Pitts: It’s time for a vote on roads
THREE hundred nineteen days. That’s how long the South Carolina Senate has had the House plan to fund our infrastructure and reform the state Department of Transportation to increase accountability. For the past 319 days, our roads have been crumbling, our bridges in a state of continued deterioration, our businesses suffering with every blown-out truck tire and our citizens constantly at risk as an accident happens every three hours on the S.C. section of I-85 alone. This is politics at its worst.
The people of South Carolina deserve more from our senators, and that is why the S.C. Chamber of Commerce has called on senators to put politics aside and take a vote for the good of our state. Bad roads affect us all — Democrats and Republicans and everyone from the Upstate to the Lowcountry. No one politician’s reelection is more important than the urgency to fix our roads.
Bad roads are bad for business.
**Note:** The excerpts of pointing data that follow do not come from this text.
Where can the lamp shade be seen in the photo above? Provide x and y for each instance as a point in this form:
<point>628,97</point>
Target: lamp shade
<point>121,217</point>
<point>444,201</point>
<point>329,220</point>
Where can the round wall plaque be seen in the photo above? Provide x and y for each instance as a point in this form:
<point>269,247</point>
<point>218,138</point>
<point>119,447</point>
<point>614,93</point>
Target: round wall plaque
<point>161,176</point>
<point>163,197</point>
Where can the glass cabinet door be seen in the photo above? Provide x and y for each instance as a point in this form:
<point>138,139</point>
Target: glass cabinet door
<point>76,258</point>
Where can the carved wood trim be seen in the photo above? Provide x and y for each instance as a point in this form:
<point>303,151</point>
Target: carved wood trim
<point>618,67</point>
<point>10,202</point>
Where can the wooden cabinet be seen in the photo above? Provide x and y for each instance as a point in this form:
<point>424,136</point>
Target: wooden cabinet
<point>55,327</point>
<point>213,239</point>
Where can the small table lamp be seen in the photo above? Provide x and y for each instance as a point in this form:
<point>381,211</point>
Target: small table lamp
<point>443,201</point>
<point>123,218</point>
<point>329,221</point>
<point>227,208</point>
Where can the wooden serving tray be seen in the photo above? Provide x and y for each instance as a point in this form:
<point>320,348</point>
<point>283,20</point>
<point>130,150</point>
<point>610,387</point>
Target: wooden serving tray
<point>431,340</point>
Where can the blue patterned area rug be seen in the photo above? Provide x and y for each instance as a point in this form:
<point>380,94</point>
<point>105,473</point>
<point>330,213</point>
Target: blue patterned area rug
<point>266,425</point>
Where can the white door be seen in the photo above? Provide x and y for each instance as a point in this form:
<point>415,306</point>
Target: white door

They increase the cost of transporting goods, they cause traffic jams and reduce efficiency in getting things from point A to point B, they pose a threat to truck fleets, and they deter new businesses from choosing South Carolina. The S.C. Department of Transportation estimates that traffic congestion in the Palmetto State has cost our economy $2.6 billion.
In Greenville, congestion cost you $260 million last year — and one whole day of your year was spent in a traffic jam. In Columbia that figure was $409 million. In Charleston, drivers spent nearly two days in traffic last year.
The costs are personal too. Through our #SCSPEAKSOUT for roads campaign, South Carolinians have told us about everything from spending $1,000 on blown-out tires in two days, to potholes causing collisions, to five broken windshields, to a commute time that is doubled due to traffic. These things take place every day on our roads — yet the Senate seems to have all the time in the world.
What’s even worse for business is jeopardizing the safety of our citizens — our state’s workforce, our state’s moms and dads, our state’s children. We are the eighth most dangerous state to drive in. Each day, as we send our children off to school, they travel over nearly 1,000 structurally deficient bridges and pothole-ridden roads of which half are rated in poor condition.
2015 was one of our deadliest years. According to the Department of Public Safety, traffic fatalities increased by 15 percent, with a staggering 952 lives lost on our roads. Safety should not be overlooked in this debate.
In many ways we agree with senators who say the Transportation Department and the State Transportation Infrastructure Bank need structural reform in order to enhance accountability to the taxpayers. Our Competitiveness Agenda notes that the Transportation Department should be accountable to the governor and the Infrastructure Bank should follow a prioritization process for allocation of funding.
But how are we ever going to get to a place where we can make these reforms if the Senate can’t even hold a vote on any of the hundreds of amendments before it? The clock is ticking as the Senate sputters down its road of inaction. All the while, 319 days have gone by with more accidents, more traffic jams and continued deterioration of our roads, affecting businesses and citizens alike.
The continuing filibuster is a traffic jam in the worst kind of way. We have one car holding people up while the rest rubberneck and complain about the traffic.
The state’s business community is taking notice, and we collectively say to our senators: Put an end to the inaction. Put an end to the politics. It’s time to vote.